While he was dismissed by President Bassirou Diomaye Faye, who dissolved the government last month, lawmakers then voted to make Sonko speaker of the National Assembly, giving him a powerful position to influence government policy.
In his new role, Sonko could have considerable ability to obstruct Faye’s agenda, including potentially resisting reforms required for a new IMF programme. An IMF team is expected to resume talks this week over a new lending programme.
In the interview with French outlets RFI and France 24, Sonko said policymakers must respond pragmatically to the country’s mounting debt crisis, the result of misreported debt under former President Macky Sall’s government.
“We don’t hold rigid positions in the absolute sense. We are examining the situation with clarity,” Sonko said, adding that any solution should “meet the requirements of the moment”.
The comments mark a shift from his stance last November, when he said at a rally that the IMF was pushing for debt restructuring and that it would be a “disgrace”.
The IMF suspended Senegal’s previous $1.8 billion lending programme after the misreported debt came to light.
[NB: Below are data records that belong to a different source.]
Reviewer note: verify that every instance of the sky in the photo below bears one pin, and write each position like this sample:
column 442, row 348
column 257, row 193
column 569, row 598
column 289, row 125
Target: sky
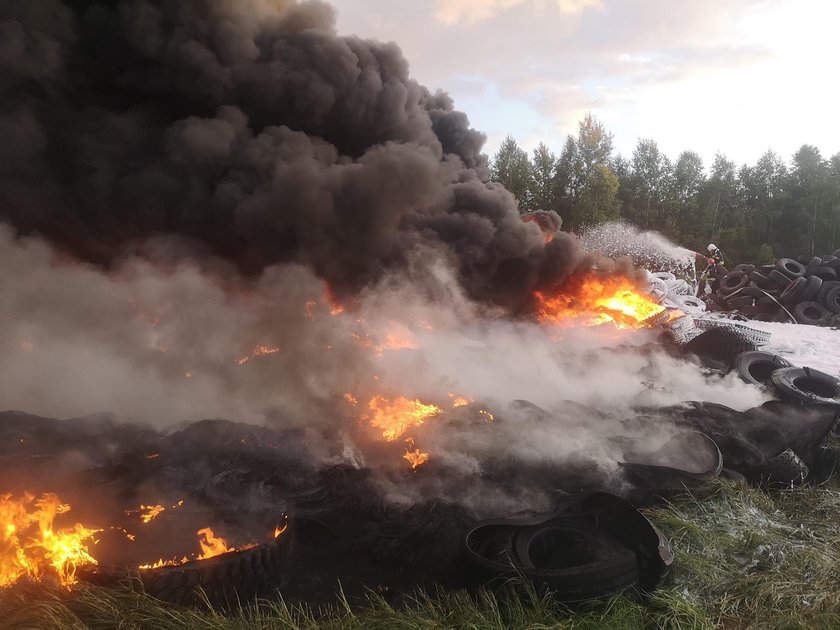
column 737, row 77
‘WE ARE NOT HERE TO OBSTRUCT’, SONKO SAYS
In the interview published on Monday, Sonko said he had opposed “reckless restructuring”, arguing that it was not necessary because Senegal was meeting its debt repayment obligations and had good growth prospects. However, he acknowledged that conditions have since worsened in part because of the U.S.-Israeli war with Iran.
“Today, I believe we can assess developments step by step,” he said. “We are not here to obstruct.”
Still, Sonko warned he would resist any approach that undermines Senegal’s long-term economic goals, saying measures focused solely on short-term metrics would not be acceptable.
The West African country is grappling with debts that reached 132% of gross domestic product at the end of 2024, according to the IMF.